Pour l’anecdote, ce cheval est mentionné à plusieurs reprises dans le registre journalier de la saison 1682-1683 ainsi que dans les feuilles d’assemblée du théâtre, comme le 23 novembre 1682 : « On a résolu de mettre le petit cheval qui a servi à la pièce d’Andromède chez Monsieur le Baron qui veut bien que son cocher en ait soin, et en même temps on donne congé à Lucas qui pansait ledit petit cheval », [BMCF, 1-AS (1677-1690)].


Un succès

  • Les recettes d’Andromède s’élèvent à 46 074 livres 5 sols pour un coût total de production de 20 120 livres 11 sols
  • Les coûts relatifs à la scénographie de la pièce (machines, décors, costumes) sont prélevés sur les bénéfices des 16 premières représentations (sur 45).
  • La recette journalière moyenne est de 1 023 livres (contre 631 livres pour l’ensemble de la saison).
  • La part d’acteur moyenne est de 20 livres par jour (contre 18 livres pour l’ensemble de la saison).

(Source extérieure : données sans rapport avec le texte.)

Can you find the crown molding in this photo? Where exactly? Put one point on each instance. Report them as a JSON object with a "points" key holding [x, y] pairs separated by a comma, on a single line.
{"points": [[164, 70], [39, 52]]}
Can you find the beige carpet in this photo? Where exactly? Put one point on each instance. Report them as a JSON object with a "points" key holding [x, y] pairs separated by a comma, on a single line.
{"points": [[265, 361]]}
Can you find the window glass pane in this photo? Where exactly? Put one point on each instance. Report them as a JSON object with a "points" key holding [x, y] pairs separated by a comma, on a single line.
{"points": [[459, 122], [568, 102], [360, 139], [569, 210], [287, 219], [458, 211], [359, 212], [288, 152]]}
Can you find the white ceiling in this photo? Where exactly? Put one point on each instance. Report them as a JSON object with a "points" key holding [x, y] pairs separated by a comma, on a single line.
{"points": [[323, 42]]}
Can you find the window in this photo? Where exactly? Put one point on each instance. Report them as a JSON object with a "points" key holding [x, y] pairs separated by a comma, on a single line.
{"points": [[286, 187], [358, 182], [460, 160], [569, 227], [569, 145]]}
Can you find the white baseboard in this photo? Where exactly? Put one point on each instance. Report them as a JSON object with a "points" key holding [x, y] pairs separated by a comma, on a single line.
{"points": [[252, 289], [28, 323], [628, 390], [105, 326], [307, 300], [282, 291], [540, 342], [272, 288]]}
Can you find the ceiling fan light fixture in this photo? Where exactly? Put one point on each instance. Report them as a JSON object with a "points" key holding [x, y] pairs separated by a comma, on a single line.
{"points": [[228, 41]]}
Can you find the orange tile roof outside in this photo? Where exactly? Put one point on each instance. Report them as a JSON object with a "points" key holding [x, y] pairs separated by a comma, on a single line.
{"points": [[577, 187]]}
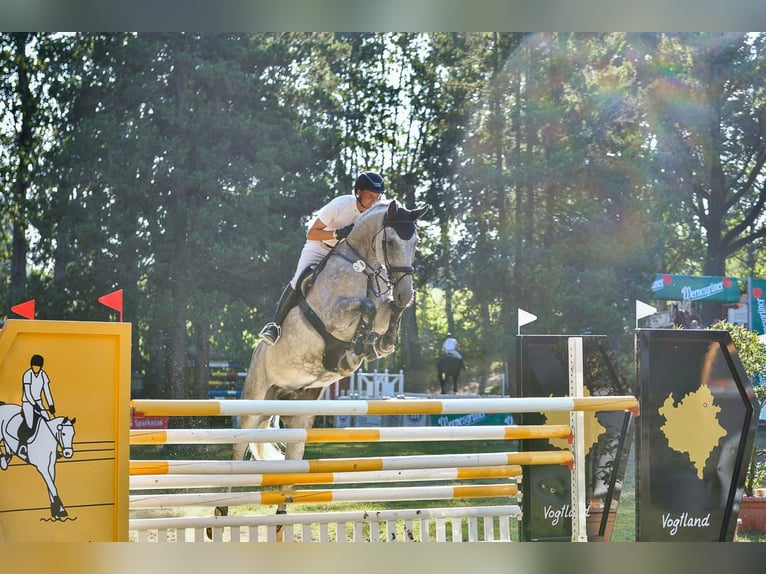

Andromède est donc une production rentable pour la Comédie-Française, en dépit de coûts de production parmi les plus élevés de la période.

Exemple de production d’une petite pièce à « divertissement »
Création des Vendanges de Suresnes, comédie de Dancourt

  • Création des Vendanges de S., 15 octobre 1695
  • 51 représentations en 1695-1696
  • 537 représentations jusqu’en 1793

Cette comédie en un acte en prose, suivie d’un divertissement final (musique de Jean-Claude Gilliers) est un des plus gros succès de Florent-Carton Dancourt (1661-1725), dramaturge et Comédien Français.

La pièce est créée un 15 octobre, date qui correspond, dans le calendrier du théâtre, à un moment de faible audience. Dancourt était parfois baptisé « l’homme d’octobre », car il s’était fait une spécialité de pourvoir la troupe en nouveautés – dont une trentaine de pièces d’agrément – durant cette morne période.

La comédie des Vendanges de Suresnes est représentée 51 fois durant la saison 1695-1696 dont 17 fois avec la reprise du Mari sans femme (comédie en 5 actes de Montfleury, créée à Paris en 1663).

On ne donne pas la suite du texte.